I’ve been thinking a little about those wondrous moments when great religions encounter each other. For instance when Indian Buddhism first encountered China. In particular I’m aware of the power of adaptation, and how when Buddhists decided to use Tao to stand for Buddhadharma, that subtle and powerful currents shifted and new perceptions emerged…
Now that Buddhism is taking root among Western cultures the first great dialog has turned out to be with Western psychology.
But there has been a lower grade conversation, encounter, clash with Western religions, lesser so for Islam, more so with Judaism, and most of all with Christianity. (Western neo-pagan and earth centered traditions and Humanism cannot be ignored, either…)
And with most of these encounters that word God keeps popping up.
I have a small collection of Buddhist polemics denouncing the Western ideas of God – for various reasons.

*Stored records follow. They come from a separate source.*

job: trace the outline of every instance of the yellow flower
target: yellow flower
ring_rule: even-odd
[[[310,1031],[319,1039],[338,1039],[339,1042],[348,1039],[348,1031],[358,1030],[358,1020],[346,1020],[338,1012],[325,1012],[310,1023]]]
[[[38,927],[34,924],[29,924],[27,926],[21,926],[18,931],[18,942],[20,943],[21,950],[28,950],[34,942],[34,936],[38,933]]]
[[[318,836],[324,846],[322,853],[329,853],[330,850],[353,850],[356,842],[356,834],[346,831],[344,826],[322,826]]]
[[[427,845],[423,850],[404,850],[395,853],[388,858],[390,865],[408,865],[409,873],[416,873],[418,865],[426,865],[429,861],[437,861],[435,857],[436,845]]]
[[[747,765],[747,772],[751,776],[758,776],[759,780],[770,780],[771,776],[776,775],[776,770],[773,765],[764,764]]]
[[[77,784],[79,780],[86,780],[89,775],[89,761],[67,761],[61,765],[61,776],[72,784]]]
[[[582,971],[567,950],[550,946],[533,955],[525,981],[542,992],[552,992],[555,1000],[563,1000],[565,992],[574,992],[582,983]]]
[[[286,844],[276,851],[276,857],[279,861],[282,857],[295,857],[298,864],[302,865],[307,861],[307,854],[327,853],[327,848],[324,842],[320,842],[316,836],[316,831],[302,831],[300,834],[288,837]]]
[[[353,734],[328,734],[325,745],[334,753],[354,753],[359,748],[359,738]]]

Probably the biggest is how outsiders really see the projection of human ego on the sky in the most popular portrayals of deity.
But, also, increasingly, Buddhists find themselves using the word God as a stand in for sunyata, the great empty, the boundless.
Certainly there’s precedent within Western religious thinking, the apophatic mystics for one. And also, in the Christian scriptures that mysterious term kenosis…
There are all sorts of troubling and exciting twists and turns in using a word like God, freighted as it is with three or four thousand years of layering. How the dualism inherent in almost all understandings works with the ultimate nondualism of Buddhism is going to be rich, no doubt.
But, for me, it adds in some fascinating directions in describing our encounter with the two truths, the empty and our ordinary historical lives, as ultimately one thing, or not even one…
Where all this might go, and how important that going might be is very much an open question.